Megestrol acetate (Megace) improved appetite and induced weight gain when used in a dosage of 800 mg daily in a randomized controlled trial in AIDS patients.19 Case studies have shown doses as low as 80 to 160 mg daily to be beneficial.20 Most of the added weight is fat, not lean muscle mass. Unfortunately, the addition of testosterone to megestrol did not increase the accumulation of lean muscle mass in another randomized trial.21 But the addition of olanzapine (Zyprexa) to megestrol was associated with improved appetite and weight gain in a significant percentage of advanced cancer patients.22 Rates of adverse effects with megestrol are low; the most significant adverse effect is thromboembolism.

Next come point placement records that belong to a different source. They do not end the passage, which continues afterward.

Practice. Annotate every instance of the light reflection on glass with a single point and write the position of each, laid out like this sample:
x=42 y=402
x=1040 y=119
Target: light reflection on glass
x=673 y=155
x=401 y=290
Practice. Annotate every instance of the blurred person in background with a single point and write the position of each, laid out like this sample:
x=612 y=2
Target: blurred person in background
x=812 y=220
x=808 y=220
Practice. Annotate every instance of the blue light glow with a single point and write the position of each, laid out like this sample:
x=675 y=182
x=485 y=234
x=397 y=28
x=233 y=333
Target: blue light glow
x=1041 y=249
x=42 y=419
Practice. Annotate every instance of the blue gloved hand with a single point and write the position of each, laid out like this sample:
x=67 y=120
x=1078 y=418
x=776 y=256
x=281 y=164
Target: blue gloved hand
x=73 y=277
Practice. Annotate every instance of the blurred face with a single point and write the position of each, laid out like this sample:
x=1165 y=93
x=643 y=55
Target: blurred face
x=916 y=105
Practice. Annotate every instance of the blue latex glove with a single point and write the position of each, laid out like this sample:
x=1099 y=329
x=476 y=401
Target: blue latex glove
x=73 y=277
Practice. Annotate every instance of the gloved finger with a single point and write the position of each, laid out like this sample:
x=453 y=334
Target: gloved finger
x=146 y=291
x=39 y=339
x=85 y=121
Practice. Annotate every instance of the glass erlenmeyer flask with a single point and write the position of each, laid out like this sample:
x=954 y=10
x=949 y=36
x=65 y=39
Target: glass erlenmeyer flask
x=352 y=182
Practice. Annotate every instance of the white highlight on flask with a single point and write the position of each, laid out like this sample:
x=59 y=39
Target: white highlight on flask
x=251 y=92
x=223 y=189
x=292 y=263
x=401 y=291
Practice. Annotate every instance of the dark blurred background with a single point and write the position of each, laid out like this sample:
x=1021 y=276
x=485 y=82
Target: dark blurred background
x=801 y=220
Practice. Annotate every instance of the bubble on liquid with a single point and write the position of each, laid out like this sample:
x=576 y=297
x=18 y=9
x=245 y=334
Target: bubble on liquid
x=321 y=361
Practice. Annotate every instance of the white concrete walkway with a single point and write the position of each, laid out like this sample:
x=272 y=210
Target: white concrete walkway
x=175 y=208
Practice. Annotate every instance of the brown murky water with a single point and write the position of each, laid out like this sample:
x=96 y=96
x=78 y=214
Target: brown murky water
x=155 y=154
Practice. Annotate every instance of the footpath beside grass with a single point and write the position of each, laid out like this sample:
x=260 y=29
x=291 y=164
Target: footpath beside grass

Corticosteroids. While much of the support for corticosteroids is anecdotal, a prospective study of dexamethasone 4 to 16 mg daily showed improvement in several symptoms, including appetite.23 Because of the multiple adverse effects of corticosteroids, careful attention to dose, duration, and tolerability is essential. Corticosteroids should be discontinued if the desired positive effects are not observed within 3 to 5 days. If prolonged survival is expected, wean to the lowest effective dose.
Cannabinoids. Dronabinol (Marinol), a synthetic formulation of delta-9-tetrahydrocannabinol (THC), the active agent of marijuana, has been beneficial in AIDS anorexia. Fewer studies have been done in advanced cancer.
In a small, open-label case series, doses of 7.5 to 15 mg of dronabinol daily improved appetite and were well tolerated.24 On the other hand, in a multicenter, randomized, double-blind, placebo-controlled trial, neither cannabis extract nor THC (5 mg daily) significantly improved appetite over a 6-week period.25
A large randomized study found megestrol acetate 800 mg to be superior to dronabinol 5 mg daily for treating anorexia.26
Neurotoxicity, anxiety, nervousness, dizziness, euphoria, and somnolence from dronabinol can be severe and intolerable for some.
Enteral tube feeding and parenteral nutrition do not improve survival or comfort in terminally ill patients.27 On the contrary, they are associated with complications, including aspiration pneumonia, sepsis, abdominal pain, vomiting, and diarrhea. Nevertheless, in some patients with mechanical impediments to nutrition (eg, esophageal fistula, obstruction, or proximal small bowel obstruction) or in those who are hungry and unable to take food by mouth, tube feeding may be appropriate.